The High Court allowed the Writ Petitions as follows:
 
i) The Employee's Pension (Amendment) Scheme, 2014 brought into force by Notification No. GSR 609(E) dated 22.8.2014 is set aside;
 
ii) All consequential orders and proceedings issued by the Provident Fund authorities/respondents on the basis of the impugned amendments shall also stand set aside.
 
iii) The various proceedings issued by the Employees Provident Fund Organization declining to grant opportunities to the petitioners to exercise a joint option along with other employees to remit contributions to the Employees Pension Scheme on the basis of the actual salaries drawn by them are set aside.
 
iv) The employees shall be entitled to exercise the option stipulated by paragraph 26 of the EPF Scheme without being restricted in doing so by the insistence on a date.
 
As mentioned above, this judgment has been upheld by the Supreme Court.
 
However, this does not mean that employees are in for a big windfall. They will have to forego a significant chunk of their provident fund balance if they opt for higher pension. Employees covered by Employees’ Provident Fund will now be eligible for pension as per their full last drawn salaries.  The readers may note that the cap of Rs 15,000 on the basic wages was removed by the Kerala High Court, which was affirmed by the Supreme Court, employees would be eligible to get pension based on their actual basic wages plus DA.  Nevertheless, to get this higher pension, he will have to deposit more in the Employee’s Pension Scheme to make up for the shortfall in the previous years. Employees desiring a higher pension will have to divert this amount from their Employees’ Provident Fund corpus to the Employee’s Pension Scheme.

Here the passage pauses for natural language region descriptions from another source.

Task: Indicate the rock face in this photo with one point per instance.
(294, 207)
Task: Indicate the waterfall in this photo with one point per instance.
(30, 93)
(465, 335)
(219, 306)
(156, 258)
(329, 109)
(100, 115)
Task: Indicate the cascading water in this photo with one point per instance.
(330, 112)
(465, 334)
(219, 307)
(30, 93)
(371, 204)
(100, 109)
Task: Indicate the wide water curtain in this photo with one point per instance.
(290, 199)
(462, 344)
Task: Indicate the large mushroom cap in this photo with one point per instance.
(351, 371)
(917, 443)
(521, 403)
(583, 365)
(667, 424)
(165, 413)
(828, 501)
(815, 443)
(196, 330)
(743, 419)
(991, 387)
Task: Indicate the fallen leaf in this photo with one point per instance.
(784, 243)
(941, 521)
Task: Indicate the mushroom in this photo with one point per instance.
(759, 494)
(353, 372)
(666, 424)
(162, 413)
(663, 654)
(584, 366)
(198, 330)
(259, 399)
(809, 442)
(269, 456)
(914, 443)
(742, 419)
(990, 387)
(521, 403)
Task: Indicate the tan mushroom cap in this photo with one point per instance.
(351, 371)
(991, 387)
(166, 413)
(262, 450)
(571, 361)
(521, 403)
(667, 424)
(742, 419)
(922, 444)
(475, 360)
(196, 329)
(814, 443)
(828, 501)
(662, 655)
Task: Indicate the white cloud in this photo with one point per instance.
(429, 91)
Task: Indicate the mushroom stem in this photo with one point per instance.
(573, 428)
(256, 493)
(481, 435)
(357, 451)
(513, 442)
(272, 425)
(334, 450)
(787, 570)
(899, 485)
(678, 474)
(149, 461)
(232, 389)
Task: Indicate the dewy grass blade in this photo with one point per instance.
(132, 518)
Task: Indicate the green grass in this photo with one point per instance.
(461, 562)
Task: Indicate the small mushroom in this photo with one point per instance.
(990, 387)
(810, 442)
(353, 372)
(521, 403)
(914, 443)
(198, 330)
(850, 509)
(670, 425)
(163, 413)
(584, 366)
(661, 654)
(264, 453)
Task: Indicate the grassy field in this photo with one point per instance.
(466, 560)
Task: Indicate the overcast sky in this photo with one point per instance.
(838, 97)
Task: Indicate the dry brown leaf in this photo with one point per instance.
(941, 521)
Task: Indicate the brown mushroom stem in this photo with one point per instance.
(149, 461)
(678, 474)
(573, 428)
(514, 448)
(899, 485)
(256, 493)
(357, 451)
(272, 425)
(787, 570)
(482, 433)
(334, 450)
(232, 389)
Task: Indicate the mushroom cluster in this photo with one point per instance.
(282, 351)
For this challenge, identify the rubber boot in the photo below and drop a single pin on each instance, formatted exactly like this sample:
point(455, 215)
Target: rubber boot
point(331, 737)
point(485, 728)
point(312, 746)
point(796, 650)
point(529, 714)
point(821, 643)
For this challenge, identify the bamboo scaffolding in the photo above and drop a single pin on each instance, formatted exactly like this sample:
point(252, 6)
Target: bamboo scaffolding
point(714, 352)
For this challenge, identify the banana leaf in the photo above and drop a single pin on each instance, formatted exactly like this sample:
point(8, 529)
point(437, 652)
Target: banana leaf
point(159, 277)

Those who contribute to PF on a salary higher than Rs 15000, that higher amount will be the Pensionable Salary. Since the average pensionable salary for the 12 months preceding the date of retirement is the base salary for calculation of pension, he will get pension based on the actual monthly contribution. At the same time, if his Provident Fund is capped to Rs 15000, only Rs 15000 will be taken as base for Pension calculation. In order to get higher pension, he should have contributed to PF on higher salary. Since the Pensionable salary is the average of 12 months’ pay preceding the date of retirement, any increase in PF contributing salary during this period would also benefit the employee.